Pero ella misma podría llenar todo un libro con sus experiencias, pues su vida ha sido todo menos ordinaria. Y Casa Xochiquetzal no es cualquier hogar: es un albergue para trabajadoras sexuales retiradas o semijubiladas.
Nombrada en honor a la diosa azteca del amor sexual y de la belleza, la casa abrió sus puertas en 2006 después de que Carmen Muñoz, quien fuera trabajadora sexual, encontró a algunas de sus antiguas compañeras durmiendo en camas improvisadas hechas de cartón en la zona de La Merced, un “barrio rojo” en el centro de Ciudad de México. Las mujeres, después de una vida de trabajar en las calles, estaban solas sin tener a dónde ir.
Muñoz las acogió con apoyo de algunos aliados: un grupo de feministas mexicanas ofreció ayudar y con dinero tanto privado como público, y un edificio provisto gratis por el gobierno de Ciudad de México, fundaron Casa Xochiquetzal, un refugio para que las mujeres que dejaran las calles pudieran vivir con dignidad.
“Es un hecho recurrente que familiares, hasta los hijos, las abandonan, e incluso las lastiman, cuando descubren que son trabajadoras sexuales”, dijo Jésica Vargas González, la directora del albergue. “Todavía es una profesión muy estigmatizada”.
No es fácil encontrar la casa: está escondida entre un laberinto de puestos callejeros. Las puertas gigantes de madera de la entrada usualmente están cerradas. “Solo se permiten visitas con cita previa por correo”, dice un cartel a la entrada.
Durante una visita reciente, una de las residentes, que pidió que la llamara Sol, gritó desde el patio en el primer piso hacia el balcón de la segunda planta: “¡Ya está el desayuno!”.
En la actualidad hay dieciséis residentes, con edades que van desde los 53 a los 87 años, y cada una es responsable de cocinar su propia comida y de limpiar tanto sus habitaciones como las áreas comunes. Se atienen a un programa diario con actividades obligatorias, aunque la manera en la que cada una hace el trabajo establecido a veces las lleva a pelearse.

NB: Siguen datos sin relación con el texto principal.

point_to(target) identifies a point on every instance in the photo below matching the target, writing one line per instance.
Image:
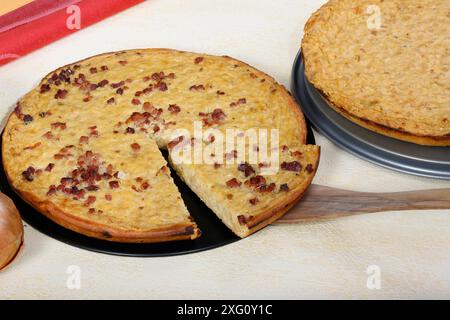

“A mí me gusta todo tan limpio que brilla”, dijo Rosa Belén Calderón Velázquez, de 68 años, quien siempre parecía estar o trapeando algún piso o con plumero en mano. “Mi madre me decía: ‘O lo haces bien o no lo haces’”, dijo con una expresión de fastidio.
Las residentes también deben participar en dos talleres diarios de artes y cocina. Hay una sola televisión, en el patio, y solo la prenden después de las 18:00; hay un calendario con los turnos de a quién le toca el control remoto. No se permite ningún tipo de drogas en la casa.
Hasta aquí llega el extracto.